From Langdon, Elizabeth learns that Walton fired Heckart and adds…
“I always though that old witch was a little bit touched.”
To add more crimson to this red herring, Elizabeth confronts Heckart with this information, and Heckart is very curt about the fact that she was hired by Walton’s husband and can only be fired by Walton’s husband. Plus, Walton’s husband is going to lose everything in a divorce, including the house, which Heckart feels is hers to protect.
From here, The Victim begins to collapse from lack of plot. There is simply nothing here to work with. It’s like if you tried to hug Arianna Grande…

The Victim Rattlehead
Elizabeth now repeats a loop. She goes from the living room to bedroom to basement to the garage over and over again. The phone is mercifully taken out of the equation because slasher POV cuts the line. That does not stop the movie from talking about the phone, however.
Throughout this repetition, stuff happens to get us to the next commercial break. Police visit. Heckart disappears, then reappears. The body of Walton gets moved. Elizabeth hears noises and investigates them. She also tries to track down Walton’s husband (via phone, of course, before the line was cut) and learns that Walton’s husband did not go away on business. In fact, he actually lost his job with his firm.
Oh yeah, Elizabeth periodically mixes herself a drink. One of the bottles is filled with a green liquid. Are they drinking absinthe in this house? Is Jeffrey Combs going to use it to reanimate Walton? Is John Carpenter directing the green liquid?
Alas, we never find out…
Finally, after seven and a half hours, the husband enters the movie. George Maharis plays the husband. Maharis has one of those faces that you think you have seen many times because his face is an amalgamation of every leading actor from the 1970s.
Then you look at Maharis’s credit list, and you realize you fooled yourself. You have never seen Maharis in your life even though he appeared in The Sword and the Sorcerer.

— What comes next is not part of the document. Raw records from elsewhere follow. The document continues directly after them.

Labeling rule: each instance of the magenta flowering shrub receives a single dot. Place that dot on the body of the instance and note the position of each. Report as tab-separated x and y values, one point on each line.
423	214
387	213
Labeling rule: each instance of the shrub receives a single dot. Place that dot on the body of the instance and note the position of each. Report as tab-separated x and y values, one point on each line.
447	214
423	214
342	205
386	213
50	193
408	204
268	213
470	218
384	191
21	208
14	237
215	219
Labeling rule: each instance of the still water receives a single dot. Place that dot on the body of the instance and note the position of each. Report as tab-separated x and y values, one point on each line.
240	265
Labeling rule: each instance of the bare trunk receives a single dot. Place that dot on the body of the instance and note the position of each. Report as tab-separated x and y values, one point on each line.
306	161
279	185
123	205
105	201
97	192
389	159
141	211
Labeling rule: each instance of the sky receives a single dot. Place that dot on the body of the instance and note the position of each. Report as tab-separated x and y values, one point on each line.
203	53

Then you learn Maharis appeared in Playgirl and got arrested for cruising men’s rooms, and you realize…Yes! That’s where I knew him from!

Don’t Be A The Victim
The Victim has one of the most abrupt endings I’ve ever seen, probably the most abrupt ending I’ve seen since Desperado.
Maharis is obviously the killer, but the movie is so confused about that fact that eventually you become confused about it, too. Elizabeth and Maharis play cat-and-mouse conversation for an interminable time. Elizabeth pretends to know less than she does while asking pointed questions that Maharis brushes aside with excuses.

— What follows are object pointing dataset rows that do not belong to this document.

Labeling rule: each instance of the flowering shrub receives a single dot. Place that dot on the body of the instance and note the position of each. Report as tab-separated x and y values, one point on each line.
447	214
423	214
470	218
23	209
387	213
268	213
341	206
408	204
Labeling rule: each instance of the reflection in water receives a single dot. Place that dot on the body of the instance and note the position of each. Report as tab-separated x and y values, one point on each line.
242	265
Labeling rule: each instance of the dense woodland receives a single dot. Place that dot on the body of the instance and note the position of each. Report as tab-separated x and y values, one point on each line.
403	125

My favorite part of all of this is when Maharis tries to calm Elizabeth down with booze. He gives her a glass and makes her chug it.
“Okay. One more. All of it this time. Come on. Drink it down.”

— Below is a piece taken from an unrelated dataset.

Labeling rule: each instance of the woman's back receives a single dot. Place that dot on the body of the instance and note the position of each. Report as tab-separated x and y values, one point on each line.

I’m pretty sure Bill Cosby wrote that line…
It all culminates with Elizabeth trying to escape in Walton’s car. Maharis chases. Elizabeth loses control of the car and crushes Maharis between it and a tree. It is hard not to laugh as Maharis is shown with his face pressed up against the glass like Patrick Kilpatrick in Remo Williams: The Adventure Begins.
Oh yeah, Heckart appears and yells something garbled. I had to put on captions to understand it. That didn’t work. Eventually, I found what she said on a Redditt thread. Apparently, she said, “No, Mr. Chappel! Let her go! I called the police!”
So, whether Heckart was in cahoots and had second thoughts or was simply a red herring is up for debate. We don’t have to care to debate it, though. It’s not that important.
Maharis doesn’t die. He is taken away by an ambulance at the end, and Elizabeth gives a thousand-yard stare to the camera, victimized by the experience of it all
The Victim
The Victim is a perfectly sound idea: woman alone in a house with a killer outside. It uses slasher POV before it became a mainstream thing. Elizabeth gives a decent performance that branches off from the comedic stuff she usually did. It is fun to look at all the 1970s things. Plus, If The Victim can’t keep it interesting, at least it keeps it short. Seventy-five minutes and we are out.